Avrupa, dördüncü yüzyıldan itibaren büyük bir barbar saldırısı ve istilası ile sarsıldı. Neredeyse bütün şehirleri, manastırları, eğitim kurumları, kütüphaneleri yağmalandı ve yakıldı. Bu ortamda elbette eğitim olanağı ortadan kalktı. Bu durum, o dönemde Avrupa’daki bilim insanlarının hayatlarını da ciddi bir şekilde
olumsuzca etkiledi. Aslına bakılacak olursa, karanlık çağ olarak Ortaçağ değil; fakat dördüncü yüzyıl adlandırılabilir. Pek çok Yunanca metin ortadan kayboldu. Pek çok Yunanca metnin Latince çevirilerinin ya bir kısmı veya tamamı tahrip edildi. Eğitim kurumlarındaki tahribat, dönemin insanına Eski Yunanca öğretme olanağının önünü tıkadı ve Eski Yunanca, dolayısıyla Eski Yunan felsefesi metinlerine
ulaşabilecek insan sayısında inanılmaz boyutlarda düşüş yaşandı. Bununla birlikte, bazı aileler ile ücra köşelerdeki bazı manastır kütüphanelerindeki temel yapıtlar sayesinde eğitim devam edebildi.

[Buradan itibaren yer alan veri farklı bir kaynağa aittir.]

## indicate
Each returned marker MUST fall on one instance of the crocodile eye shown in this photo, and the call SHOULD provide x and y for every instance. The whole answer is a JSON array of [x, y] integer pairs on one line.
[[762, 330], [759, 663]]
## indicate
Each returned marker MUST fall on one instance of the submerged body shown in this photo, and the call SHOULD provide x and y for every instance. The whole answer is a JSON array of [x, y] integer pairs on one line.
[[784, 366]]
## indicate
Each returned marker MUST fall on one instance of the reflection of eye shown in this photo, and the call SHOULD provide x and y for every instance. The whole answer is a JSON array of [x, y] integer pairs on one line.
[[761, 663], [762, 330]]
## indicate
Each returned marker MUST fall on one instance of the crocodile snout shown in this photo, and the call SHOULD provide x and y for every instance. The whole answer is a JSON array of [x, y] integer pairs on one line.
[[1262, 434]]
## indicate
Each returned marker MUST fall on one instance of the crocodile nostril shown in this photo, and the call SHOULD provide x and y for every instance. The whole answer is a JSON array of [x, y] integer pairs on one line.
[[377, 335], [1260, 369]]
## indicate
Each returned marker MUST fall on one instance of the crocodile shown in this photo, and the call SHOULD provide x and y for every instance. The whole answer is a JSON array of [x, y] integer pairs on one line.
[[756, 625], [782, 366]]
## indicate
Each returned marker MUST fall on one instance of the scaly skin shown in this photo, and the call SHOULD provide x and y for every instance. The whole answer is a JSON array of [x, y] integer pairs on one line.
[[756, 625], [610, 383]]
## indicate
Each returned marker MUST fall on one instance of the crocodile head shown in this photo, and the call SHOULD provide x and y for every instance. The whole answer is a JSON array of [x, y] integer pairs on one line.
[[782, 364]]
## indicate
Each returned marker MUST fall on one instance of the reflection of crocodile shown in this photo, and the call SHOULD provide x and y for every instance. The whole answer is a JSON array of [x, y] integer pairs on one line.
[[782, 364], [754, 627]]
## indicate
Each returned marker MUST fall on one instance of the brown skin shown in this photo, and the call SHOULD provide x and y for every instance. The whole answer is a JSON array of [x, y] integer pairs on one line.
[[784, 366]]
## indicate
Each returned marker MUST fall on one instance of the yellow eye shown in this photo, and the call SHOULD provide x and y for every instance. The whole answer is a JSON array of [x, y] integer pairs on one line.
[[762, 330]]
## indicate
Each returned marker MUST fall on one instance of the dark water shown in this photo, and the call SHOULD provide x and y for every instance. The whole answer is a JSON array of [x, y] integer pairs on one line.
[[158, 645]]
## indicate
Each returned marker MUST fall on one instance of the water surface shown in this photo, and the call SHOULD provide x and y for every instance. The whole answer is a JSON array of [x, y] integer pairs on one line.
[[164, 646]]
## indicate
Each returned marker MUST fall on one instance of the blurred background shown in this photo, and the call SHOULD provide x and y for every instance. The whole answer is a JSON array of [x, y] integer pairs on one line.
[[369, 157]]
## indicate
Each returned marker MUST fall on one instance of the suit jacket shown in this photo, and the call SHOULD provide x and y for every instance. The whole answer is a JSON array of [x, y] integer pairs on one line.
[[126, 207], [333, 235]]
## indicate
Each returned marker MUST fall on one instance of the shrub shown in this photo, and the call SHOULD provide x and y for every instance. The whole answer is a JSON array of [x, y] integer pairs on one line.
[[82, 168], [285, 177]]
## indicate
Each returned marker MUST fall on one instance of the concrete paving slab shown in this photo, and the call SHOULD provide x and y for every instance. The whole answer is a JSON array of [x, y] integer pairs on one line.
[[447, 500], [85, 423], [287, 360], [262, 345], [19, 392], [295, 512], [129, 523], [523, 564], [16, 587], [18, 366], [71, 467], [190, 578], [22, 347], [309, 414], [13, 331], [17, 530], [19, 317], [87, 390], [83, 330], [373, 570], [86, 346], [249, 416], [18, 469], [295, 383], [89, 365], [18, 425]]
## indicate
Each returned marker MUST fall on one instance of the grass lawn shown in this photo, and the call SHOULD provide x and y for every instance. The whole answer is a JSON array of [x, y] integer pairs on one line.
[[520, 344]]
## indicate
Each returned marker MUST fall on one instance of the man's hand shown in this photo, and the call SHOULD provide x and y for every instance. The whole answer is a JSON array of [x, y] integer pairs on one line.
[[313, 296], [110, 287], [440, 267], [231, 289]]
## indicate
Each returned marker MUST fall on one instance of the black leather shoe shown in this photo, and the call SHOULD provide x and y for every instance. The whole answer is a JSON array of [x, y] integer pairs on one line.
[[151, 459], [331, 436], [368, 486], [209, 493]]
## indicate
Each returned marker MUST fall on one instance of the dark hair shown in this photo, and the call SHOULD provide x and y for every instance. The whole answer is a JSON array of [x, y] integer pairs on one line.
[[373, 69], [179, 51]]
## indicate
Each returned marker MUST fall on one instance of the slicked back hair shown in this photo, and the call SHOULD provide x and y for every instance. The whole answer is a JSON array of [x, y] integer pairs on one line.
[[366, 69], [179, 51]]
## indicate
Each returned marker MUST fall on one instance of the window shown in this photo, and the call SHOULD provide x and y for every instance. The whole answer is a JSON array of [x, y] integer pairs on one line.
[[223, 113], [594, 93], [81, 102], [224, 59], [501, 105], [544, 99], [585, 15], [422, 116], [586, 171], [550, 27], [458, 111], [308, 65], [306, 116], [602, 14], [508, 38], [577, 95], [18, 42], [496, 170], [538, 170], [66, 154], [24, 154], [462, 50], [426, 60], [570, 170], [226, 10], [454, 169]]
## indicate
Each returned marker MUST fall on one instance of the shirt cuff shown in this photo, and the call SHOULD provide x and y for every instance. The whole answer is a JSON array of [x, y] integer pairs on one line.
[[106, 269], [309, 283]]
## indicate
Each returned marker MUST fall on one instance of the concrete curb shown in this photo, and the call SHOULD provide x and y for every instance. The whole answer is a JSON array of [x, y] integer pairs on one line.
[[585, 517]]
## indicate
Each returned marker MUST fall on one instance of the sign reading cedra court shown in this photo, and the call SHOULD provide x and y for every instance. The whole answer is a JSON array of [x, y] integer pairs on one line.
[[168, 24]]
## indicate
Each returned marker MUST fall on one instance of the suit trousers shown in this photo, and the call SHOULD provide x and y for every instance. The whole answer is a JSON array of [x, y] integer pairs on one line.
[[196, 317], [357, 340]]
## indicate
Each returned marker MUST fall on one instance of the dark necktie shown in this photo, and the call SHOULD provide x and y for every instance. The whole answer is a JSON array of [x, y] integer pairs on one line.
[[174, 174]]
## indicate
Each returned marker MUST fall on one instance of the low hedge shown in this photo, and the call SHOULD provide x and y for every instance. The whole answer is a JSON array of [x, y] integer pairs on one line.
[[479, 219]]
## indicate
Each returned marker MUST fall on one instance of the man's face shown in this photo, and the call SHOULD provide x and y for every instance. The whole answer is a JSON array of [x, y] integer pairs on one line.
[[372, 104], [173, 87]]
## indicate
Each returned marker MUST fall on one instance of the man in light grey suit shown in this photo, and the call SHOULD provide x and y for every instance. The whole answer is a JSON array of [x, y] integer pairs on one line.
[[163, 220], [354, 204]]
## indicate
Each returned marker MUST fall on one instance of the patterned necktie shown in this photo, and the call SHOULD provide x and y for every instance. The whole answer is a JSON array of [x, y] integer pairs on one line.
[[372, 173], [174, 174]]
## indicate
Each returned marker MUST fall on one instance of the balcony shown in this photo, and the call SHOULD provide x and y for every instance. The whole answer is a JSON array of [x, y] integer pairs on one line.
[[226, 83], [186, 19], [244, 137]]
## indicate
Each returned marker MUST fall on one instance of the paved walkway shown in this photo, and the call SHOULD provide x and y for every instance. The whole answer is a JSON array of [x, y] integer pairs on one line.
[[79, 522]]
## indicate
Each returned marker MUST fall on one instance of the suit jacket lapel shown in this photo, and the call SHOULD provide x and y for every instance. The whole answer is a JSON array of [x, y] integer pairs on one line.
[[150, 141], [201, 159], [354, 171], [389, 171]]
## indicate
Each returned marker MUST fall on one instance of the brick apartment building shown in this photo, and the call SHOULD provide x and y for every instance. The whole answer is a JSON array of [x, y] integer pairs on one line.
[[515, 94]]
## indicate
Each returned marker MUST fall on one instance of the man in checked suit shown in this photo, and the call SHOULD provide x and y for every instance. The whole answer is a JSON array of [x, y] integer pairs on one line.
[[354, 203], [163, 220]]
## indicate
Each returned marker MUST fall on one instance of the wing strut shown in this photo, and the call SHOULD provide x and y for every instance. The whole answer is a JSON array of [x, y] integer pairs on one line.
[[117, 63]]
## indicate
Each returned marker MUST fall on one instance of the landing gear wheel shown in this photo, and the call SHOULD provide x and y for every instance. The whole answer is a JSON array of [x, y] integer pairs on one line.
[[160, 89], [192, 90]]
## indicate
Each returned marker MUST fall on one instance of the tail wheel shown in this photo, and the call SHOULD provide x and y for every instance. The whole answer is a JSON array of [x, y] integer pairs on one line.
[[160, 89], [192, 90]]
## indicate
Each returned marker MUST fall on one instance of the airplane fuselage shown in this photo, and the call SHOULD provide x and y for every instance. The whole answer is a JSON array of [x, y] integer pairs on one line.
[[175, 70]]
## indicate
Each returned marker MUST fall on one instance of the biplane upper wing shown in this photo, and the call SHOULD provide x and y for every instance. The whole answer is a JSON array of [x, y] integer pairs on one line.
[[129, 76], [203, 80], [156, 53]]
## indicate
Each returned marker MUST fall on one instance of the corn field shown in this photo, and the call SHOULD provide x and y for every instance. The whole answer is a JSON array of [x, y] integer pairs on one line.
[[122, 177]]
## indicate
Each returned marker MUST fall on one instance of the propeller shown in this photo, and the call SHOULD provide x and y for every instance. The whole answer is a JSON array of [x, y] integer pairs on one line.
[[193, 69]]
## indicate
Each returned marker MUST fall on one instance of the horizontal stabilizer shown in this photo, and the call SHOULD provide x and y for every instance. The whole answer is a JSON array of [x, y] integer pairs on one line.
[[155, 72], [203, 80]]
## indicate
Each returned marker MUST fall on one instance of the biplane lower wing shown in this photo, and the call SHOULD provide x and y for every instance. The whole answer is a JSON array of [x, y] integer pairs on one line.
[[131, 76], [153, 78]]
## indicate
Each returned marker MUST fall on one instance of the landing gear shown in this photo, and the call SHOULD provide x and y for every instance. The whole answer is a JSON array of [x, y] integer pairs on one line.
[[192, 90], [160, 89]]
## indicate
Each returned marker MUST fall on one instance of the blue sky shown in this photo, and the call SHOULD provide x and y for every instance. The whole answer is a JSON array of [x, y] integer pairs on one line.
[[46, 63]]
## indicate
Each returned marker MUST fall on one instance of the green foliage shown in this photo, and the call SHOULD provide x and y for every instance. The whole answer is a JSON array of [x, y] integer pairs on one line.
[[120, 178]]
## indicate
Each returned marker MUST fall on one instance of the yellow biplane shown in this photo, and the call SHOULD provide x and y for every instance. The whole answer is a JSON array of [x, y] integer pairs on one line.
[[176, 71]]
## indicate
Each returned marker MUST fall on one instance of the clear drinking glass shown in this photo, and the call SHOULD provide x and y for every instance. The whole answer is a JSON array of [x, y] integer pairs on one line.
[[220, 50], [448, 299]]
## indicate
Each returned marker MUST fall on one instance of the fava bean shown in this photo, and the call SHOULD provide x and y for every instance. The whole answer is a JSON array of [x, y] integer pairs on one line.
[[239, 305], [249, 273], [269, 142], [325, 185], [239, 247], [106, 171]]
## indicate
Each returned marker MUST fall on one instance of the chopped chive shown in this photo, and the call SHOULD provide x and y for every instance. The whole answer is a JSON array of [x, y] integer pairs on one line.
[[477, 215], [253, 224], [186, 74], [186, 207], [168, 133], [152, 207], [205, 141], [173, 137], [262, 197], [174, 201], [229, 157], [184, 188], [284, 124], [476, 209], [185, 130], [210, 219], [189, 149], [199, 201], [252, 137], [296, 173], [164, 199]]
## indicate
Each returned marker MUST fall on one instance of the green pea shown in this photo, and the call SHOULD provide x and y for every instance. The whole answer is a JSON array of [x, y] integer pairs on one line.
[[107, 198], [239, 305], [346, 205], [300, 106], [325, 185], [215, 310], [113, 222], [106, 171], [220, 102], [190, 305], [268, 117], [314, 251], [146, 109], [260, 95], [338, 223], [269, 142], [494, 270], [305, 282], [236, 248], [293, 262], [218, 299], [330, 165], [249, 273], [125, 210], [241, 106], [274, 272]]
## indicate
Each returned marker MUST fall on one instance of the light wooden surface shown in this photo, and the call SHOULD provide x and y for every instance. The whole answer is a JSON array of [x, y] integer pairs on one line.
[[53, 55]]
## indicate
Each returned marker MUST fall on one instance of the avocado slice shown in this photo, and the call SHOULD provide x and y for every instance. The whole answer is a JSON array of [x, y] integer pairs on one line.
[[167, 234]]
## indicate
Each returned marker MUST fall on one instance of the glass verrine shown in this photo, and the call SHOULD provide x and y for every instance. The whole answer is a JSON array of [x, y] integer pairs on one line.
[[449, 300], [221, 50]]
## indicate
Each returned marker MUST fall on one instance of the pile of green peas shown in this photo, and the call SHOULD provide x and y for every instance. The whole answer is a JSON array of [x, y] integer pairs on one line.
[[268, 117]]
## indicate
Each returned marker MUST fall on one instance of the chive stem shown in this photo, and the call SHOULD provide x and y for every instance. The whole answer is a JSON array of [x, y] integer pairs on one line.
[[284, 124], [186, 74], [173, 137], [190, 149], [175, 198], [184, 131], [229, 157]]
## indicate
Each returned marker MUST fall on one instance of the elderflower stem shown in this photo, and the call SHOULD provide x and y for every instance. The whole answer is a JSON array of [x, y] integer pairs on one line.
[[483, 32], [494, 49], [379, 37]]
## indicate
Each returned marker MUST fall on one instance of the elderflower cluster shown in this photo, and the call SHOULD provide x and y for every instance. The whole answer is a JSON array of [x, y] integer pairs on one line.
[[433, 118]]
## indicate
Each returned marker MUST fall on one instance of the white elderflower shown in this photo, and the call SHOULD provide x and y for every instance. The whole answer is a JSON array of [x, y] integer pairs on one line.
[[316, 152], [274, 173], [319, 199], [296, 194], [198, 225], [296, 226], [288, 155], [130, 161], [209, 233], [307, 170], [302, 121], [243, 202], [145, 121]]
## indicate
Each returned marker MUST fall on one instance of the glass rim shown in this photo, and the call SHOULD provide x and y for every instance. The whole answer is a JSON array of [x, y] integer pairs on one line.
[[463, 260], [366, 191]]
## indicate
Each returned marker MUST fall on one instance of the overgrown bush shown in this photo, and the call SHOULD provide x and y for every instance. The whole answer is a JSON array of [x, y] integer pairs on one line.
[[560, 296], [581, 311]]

Bu eğitim sayesinde Augustinus gibi, Boethius gibi isimler ortaya çıktı ve yapıtlarıyla Ortaçağ felsefesini
biçimlendirmeye koyuldular. Bunların tümü de Hıristiyandır. İkinci yüzyılda başlayarak hepsi de Hıristiyanlığın imanının akılsallaştırılması için çaba göstermişler ve bu uğurda felsefeyi kullanmışlardır. Başlangıçta felsefeyi bir araç gibi gören bu anlayış, zaman içinde evrilerek felsefenin en temel alanlarındaki önemli başarıları ortaya koyacak denli felsefeyi amaçlaştırmıştır. Bu bakımdan, Ortaçağ felsefesi, sadece Eski Yunan felsefesini modern felsefeye aktarmak görevini üstlenmemiştir. Onun aynı zamanda bir başka önemli görevi, Eski Yunan felsefesinden alınan mirası, yorum tarzı üzerinden farklılaştırarak modern felsefeyi üretmek olmuştur. Unutulmaması gereken önemli bir konu, modern felsefenin başlatıcısı olarak düşünülen Descartes’in, (Dekart okunur) aslında bir Ortaçağ kurumunda eğitilmiş olmasıdır. Cizvitlerin kurmuş olduğu La Fleche’te okuyan Descartes, analitik geometriyi keşfetmiş, buradan hareketle spekülatif
felsefeyi yeniden inşa etmeyi denemiştir. Descartes’ın Ortaçağ felsefesinin yetersizliklerinden şikayetleri olduğu gibi, bazıları da onun Ortaçağ felsefesini yeterince iyi bilmediğini ileri sürmüşlerdir.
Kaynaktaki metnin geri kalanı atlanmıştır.